The Pacific-wide environmental programme or SPREP says the Solomon Islands government must be pressured to change its approach to logging.
A report prepared by SPREP and other agencies in consultation with communities in Choiseul province has found that logging is reducing their ability to counter the impacts of climate change.
SPREP’s ecosystem-based adaptation officer Paul Donohoe says although logging legislation passed in recent years is robust it is not being enforced.
“There needs to be pressure put on the national government. They have their own pressures to keep their economy running and logging makes up a huge percentage of their economy but you know, some hard talk needs to be made and pressure needs to be put on to start really protecting this resource.”
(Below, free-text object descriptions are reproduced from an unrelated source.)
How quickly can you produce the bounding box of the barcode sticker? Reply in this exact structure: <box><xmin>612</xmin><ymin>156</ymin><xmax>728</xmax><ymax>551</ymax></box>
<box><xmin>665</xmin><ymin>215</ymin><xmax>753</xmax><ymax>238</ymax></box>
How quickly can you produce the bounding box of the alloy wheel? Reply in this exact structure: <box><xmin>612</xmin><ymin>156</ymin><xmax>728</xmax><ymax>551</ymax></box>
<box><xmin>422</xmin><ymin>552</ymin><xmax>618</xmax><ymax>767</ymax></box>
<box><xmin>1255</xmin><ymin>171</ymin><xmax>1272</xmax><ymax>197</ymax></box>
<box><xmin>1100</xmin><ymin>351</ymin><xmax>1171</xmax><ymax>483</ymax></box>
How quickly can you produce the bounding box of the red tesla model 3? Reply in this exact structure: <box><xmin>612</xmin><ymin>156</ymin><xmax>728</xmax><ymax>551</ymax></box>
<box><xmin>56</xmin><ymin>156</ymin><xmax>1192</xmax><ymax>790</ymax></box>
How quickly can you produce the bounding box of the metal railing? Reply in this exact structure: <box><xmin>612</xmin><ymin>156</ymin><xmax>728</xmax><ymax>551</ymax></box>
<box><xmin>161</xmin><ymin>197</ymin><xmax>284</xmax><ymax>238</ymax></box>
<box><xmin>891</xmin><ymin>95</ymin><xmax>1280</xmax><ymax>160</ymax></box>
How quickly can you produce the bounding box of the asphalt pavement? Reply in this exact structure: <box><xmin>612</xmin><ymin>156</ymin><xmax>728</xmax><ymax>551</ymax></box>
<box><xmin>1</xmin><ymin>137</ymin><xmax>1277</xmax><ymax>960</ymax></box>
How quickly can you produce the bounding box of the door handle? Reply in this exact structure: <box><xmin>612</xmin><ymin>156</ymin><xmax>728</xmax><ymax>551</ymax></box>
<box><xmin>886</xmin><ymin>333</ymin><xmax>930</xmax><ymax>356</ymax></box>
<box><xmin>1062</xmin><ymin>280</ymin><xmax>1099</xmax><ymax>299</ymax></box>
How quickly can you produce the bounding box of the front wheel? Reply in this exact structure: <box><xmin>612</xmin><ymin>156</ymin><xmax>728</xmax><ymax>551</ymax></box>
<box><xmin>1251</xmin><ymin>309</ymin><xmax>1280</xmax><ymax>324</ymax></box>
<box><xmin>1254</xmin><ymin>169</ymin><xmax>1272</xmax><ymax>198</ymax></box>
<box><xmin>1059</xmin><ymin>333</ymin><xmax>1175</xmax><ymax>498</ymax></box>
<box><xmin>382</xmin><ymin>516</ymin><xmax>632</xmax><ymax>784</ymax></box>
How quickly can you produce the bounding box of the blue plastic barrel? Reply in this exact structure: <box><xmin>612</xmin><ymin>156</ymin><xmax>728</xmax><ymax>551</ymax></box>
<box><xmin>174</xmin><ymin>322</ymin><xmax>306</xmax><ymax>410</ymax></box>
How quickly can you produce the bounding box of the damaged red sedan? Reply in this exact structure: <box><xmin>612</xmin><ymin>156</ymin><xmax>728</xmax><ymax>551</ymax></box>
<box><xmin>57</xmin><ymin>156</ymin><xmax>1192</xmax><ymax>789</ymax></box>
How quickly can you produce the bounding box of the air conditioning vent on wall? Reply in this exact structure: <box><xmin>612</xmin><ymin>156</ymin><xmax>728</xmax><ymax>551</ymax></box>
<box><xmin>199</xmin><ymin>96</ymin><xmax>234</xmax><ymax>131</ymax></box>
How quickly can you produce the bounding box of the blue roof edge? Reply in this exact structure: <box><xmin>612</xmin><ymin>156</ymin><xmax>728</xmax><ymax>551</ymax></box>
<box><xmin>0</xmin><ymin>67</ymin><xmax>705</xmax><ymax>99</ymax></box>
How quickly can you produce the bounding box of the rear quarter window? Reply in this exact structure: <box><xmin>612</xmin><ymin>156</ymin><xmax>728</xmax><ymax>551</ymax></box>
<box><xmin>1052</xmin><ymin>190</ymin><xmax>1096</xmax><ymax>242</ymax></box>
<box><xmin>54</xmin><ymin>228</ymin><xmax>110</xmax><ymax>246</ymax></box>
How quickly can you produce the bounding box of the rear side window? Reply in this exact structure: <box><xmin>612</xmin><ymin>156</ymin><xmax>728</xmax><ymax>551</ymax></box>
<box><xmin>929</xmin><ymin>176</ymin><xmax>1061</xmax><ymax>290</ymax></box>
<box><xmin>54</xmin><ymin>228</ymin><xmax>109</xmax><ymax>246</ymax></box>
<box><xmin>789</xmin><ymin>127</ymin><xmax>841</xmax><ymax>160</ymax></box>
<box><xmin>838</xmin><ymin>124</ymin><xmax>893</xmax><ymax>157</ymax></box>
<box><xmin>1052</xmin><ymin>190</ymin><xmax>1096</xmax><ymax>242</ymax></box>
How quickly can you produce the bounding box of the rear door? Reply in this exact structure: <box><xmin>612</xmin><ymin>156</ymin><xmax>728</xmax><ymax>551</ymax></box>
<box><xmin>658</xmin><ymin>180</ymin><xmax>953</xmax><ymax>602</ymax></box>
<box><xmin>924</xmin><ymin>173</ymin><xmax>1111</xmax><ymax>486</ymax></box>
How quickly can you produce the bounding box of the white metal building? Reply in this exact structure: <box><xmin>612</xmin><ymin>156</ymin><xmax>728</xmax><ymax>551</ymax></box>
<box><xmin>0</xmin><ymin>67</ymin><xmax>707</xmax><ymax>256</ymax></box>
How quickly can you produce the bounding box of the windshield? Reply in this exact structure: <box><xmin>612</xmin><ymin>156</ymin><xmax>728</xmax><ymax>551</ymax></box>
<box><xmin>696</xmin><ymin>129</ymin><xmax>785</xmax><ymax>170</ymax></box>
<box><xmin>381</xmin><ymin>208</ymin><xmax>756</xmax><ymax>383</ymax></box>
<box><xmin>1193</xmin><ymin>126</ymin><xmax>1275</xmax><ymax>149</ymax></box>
Paul Donohoe says Solomon Islands has been thoroughly logged and Choiseul is one of the few provinces that still has a fair stand of primary forest.
Other experts have also confirmed the adverse effects of unsustainable land use and climate change. Daniel Nepstad, an ecologist at the Woods Hole Research Centre in Massachusetts, said only a cut in greenhouse gases can save the world’s wildlife.
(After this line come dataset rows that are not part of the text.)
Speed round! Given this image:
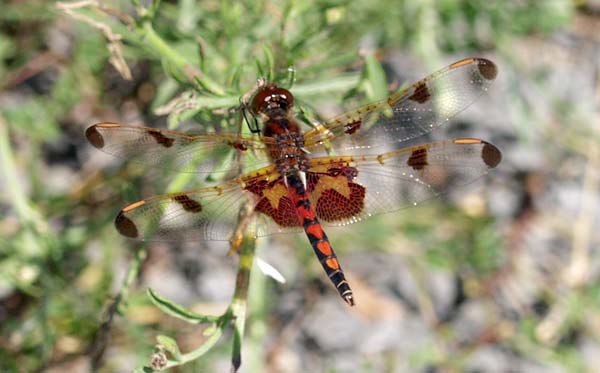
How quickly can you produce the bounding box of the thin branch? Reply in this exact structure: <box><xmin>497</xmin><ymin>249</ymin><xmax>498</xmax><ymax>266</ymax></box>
<box><xmin>56</xmin><ymin>1</ymin><xmax>133</xmax><ymax>80</ymax></box>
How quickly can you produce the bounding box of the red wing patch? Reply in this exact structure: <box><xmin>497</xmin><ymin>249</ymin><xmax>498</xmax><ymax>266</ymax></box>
<box><xmin>244</xmin><ymin>177</ymin><xmax>301</xmax><ymax>227</ymax></box>
<box><xmin>307</xmin><ymin>165</ymin><xmax>366</xmax><ymax>223</ymax></box>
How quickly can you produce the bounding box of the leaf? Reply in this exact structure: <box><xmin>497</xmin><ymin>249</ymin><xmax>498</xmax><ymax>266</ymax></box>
<box><xmin>364</xmin><ymin>53</ymin><xmax>388</xmax><ymax>102</ymax></box>
<box><xmin>202</xmin><ymin>324</ymin><xmax>215</xmax><ymax>337</ymax></box>
<box><xmin>147</xmin><ymin>288</ymin><xmax>219</xmax><ymax>324</ymax></box>
<box><xmin>156</xmin><ymin>335</ymin><xmax>182</xmax><ymax>361</ymax></box>
<box><xmin>261</xmin><ymin>44</ymin><xmax>275</xmax><ymax>82</ymax></box>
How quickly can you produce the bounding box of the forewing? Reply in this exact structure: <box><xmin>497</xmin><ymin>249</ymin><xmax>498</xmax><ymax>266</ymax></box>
<box><xmin>86</xmin><ymin>122</ymin><xmax>274</xmax><ymax>173</ymax></box>
<box><xmin>304</xmin><ymin>58</ymin><xmax>497</xmax><ymax>154</ymax></box>
<box><xmin>114</xmin><ymin>166</ymin><xmax>302</xmax><ymax>241</ymax></box>
<box><xmin>306</xmin><ymin>139</ymin><xmax>501</xmax><ymax>226</ymax></box>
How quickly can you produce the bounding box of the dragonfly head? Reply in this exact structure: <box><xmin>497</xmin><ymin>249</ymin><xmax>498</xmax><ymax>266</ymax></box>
<box><xmin>251</xmin><ymin>83</ymin><xmax>294</xmax><ymax>119</ymax></box>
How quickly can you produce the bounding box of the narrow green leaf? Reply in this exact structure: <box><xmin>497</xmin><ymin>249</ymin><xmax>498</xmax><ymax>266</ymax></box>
<box><xmin>147</xmin><ymin>288</ymin><xmax>219</xmax><ymax>324</ymax></box>
<box><xmin>255</xmin><ymin>58</ymin><xmax>266</xmax><ymax>79</ymax></box>
<box><xmin>364</xmin><ymin>53</ymin><xmax>388</xmax><ymax>102</ymax></box>
<box><xmin>261</xmin><ymin>45</ymin><xmax>275</xmax><ymax>82</ymax></box>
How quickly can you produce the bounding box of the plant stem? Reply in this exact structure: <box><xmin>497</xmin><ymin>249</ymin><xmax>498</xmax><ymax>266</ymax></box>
<box><xmin>163</xmin><ymin>320</ymin><xmax>226</xmax><ymax>369</ymax></box>
<box><xmin>0</xmin><ymin>115</ymin><xmax>43</xmax><ymax>227</ymax></box>
<box><xmin>230</xmin><ymin>233</ymin><xmax>256</xmax><ymax>371</ymax></box>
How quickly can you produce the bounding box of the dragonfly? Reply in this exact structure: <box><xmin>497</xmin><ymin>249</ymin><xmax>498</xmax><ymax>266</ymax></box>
<box><xmin>86</xmin><ymin>57</ymin><xmax>501</xmax><ymax>306</ymax></box>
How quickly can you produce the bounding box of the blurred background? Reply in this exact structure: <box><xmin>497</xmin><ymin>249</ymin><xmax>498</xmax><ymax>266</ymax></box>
<box><xmin>1</xmin><ymin>0</ymin><xmax>599</xmax><ymax>372</ymax></box>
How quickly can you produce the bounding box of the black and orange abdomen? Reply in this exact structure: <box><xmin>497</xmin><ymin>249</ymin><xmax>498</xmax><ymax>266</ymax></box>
<box><xmin>286</xmin><ymin>173</ymin><xmax>354</xmax><ymax>306</ymax></box>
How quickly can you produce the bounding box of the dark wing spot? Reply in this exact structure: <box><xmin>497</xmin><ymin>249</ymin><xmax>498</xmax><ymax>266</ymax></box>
<box><xmin>173</xmin><ymin>195</ymin><xmax>203</xmax><ymax>213</ymax></box>
<box><xmin>407</xmin><ymin>148</ymin><xmax>428</xmax><ymax>170</ymax></box>
<box><xmin>344</xmin><ymin>120</ymin><xmax>362</xmax><ymax>135</ymax></box>
<box><xmin>148</xmin><ymin>129</ymin><xmax>174</xmax><ymax>147</ymax></box>
<box><xmin>408</xmin><ymin>81</ymin><xmax>431</xmax><ymax>104</ymax></box>
<box><xmin>85</xmin><ymin>125</ymin><xmax>104</xmax><ymax>148</ymax></box>
<box><xmin>477</xmin><ymin>58</ymin><xmax>498</xmax><ymax>80</ymax></box>
<box><xmin>115</xmin><ymin>212</ymin><xmax>138</xmax><ymax>238</ymax></box>
<box><xmin>481</xmin><ymin>142</ymin><xmax>502</xmax><ymax>168</ymax></box>
<box><xmin>229</xmin><ymin>141</ymin><xmax>248</xmax><ymax>151</ymax></box>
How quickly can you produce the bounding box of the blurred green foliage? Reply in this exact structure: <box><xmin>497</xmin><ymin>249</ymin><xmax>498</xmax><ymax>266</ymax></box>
<box><xmin>0</xmin><ymin>0</ymin><xmax>582</xmax><ymax>372</ymax></box>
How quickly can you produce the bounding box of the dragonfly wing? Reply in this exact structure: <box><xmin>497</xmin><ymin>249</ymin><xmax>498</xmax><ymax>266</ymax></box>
<box><xmin>114</xmin><ymin>166</ymin><xmax>303</xmax><ymax>241</ymax></box>
<box><xmin>86</xmin><ymin>122</ymin><xmax>274</xmax><ymax>173</ymax></box>
<box><xmin>305</xmin><ymin>139</ymin><xmax>501</xmax><ymax>226</ymax></box>
<box><xmin>304</xmin><ymin>58</ymin><xmax>497</xmax><ymax>154</ymax></box>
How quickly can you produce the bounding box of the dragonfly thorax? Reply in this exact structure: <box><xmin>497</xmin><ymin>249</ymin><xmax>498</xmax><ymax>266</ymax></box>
<box><xmin>272</xmin><ymin>132</ymin><xmax>309</xmax><ymax>174</ymax></box>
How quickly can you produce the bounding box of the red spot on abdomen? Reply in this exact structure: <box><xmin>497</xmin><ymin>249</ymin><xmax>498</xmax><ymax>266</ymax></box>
<box><xmin>316</xmin><ymin>241</ymin><xmax>333</xmax><ymax>256</ymax></box>
<box><xmin>297</xmin><ymin>204</ymin><xmax>317</xmax><ymax>221</ymax></box>
<box><xmin>325</xmin><ymin>258</ymin><xmax>340</xmax><ymax>270</ymax></box>
<box><xmin>306</xmin><ymin>223</ymin><xmax>325</xmax><ymax>240</ymax></box>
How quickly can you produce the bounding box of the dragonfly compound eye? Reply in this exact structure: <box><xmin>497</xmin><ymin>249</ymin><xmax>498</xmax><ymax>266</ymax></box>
<box><xmin>251</xmin><ymin>84</ymin><xmax>294</xmax><ymax>115</ymax></box>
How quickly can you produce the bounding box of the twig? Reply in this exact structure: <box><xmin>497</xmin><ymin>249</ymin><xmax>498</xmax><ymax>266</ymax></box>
<box><xmin>56</xmin><ymin>1</ymin><xmax>133</xmax><ymax>80</ymax></box>
<box><xmin>88</xmin><ymin>247</ymin><xmax>147</xmax><ymax>369</ymax></box>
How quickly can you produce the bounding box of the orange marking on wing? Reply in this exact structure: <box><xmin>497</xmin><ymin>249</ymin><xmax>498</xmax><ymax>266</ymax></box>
<box><xmin>449</xmin><ymin>58</ymin><xmax>476</xmax><ymax>69</ymax></box>
<box><xmin>96</xmin><ymin>122</ymin><xmax>120</xmax><ymax>128</ymax></box>
<box><xmin>122</xmin><ymin>200</ymin><xmax>145</xmax><ymax>212</ymax></box>
<box><xmin>312</xmin><ymin>175</ymin><xmax>352</xmax><ymax>201</ymax></box>
<box><xmin>306</xmin><ymin>223</ymin><xmax>324</xmax><ymax>240</ymax></box>
<box><xmin>325</xmin><ymin>258</ymin><xmax>340</xmax><ymax>270</ymax></box>
<box><xmin>263</xmin><ymin>183</ymin><xmax>287</xmax><ymax>209</ymax></box>
<box><xmin>308</xmin><ymin>164</ymin><xmax>330</xmax><ymax>173</ymax></box>
<box><xmin>316</xmin><ymin>241</ymin><xmax>333</xmax><ymax>256</ymax></box>
<box><xmin>453</xmin><ymin>138</ymin><xmax>482</xmax><ymax>144</ymax></box>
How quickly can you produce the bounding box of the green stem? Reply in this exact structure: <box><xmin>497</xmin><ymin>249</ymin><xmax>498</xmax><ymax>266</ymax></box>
<box><xmin>229</xmin><ymin>234</ymin><xmax>255</xmax><ymax>371</ymax></box>
<box><xmin>147</xmin><ymin>231</ymin><xmax>256</xmax><ymax>370</ymax></box>
<box><xmin>89</xmin><ymin>246</ymin><xmax>147</xmax><ymax>368</ymax></box>
<box><xmin>0</xmin><ymin>115</ymin><xmax>42</xmax><ymax>226</ymax></box>
<box><xmin>119</xmin><ymin>246</ymin><xmax>147</xmax><ymax>309</ymax></box>
<box><xmin>163</xmin><ymin>319</ymin><xmax>227</xmax><ymax>369</ymax></box>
"Evidence shows that the world's natural ecosystems will undergo profound changes — including severe alterations in their species composition — through the combined influence of climate change and land use," he said.
“Conservation of the world's biota, as we know it, will depend upon rapid, steep declines in greenhouse gas emissions."
The study, which looked into the combined effect of both global warming and deforestation, found most species are in danger of extinction.
It is now widely accepted that the battle against climate change cannot be won unless global deforestation is halted.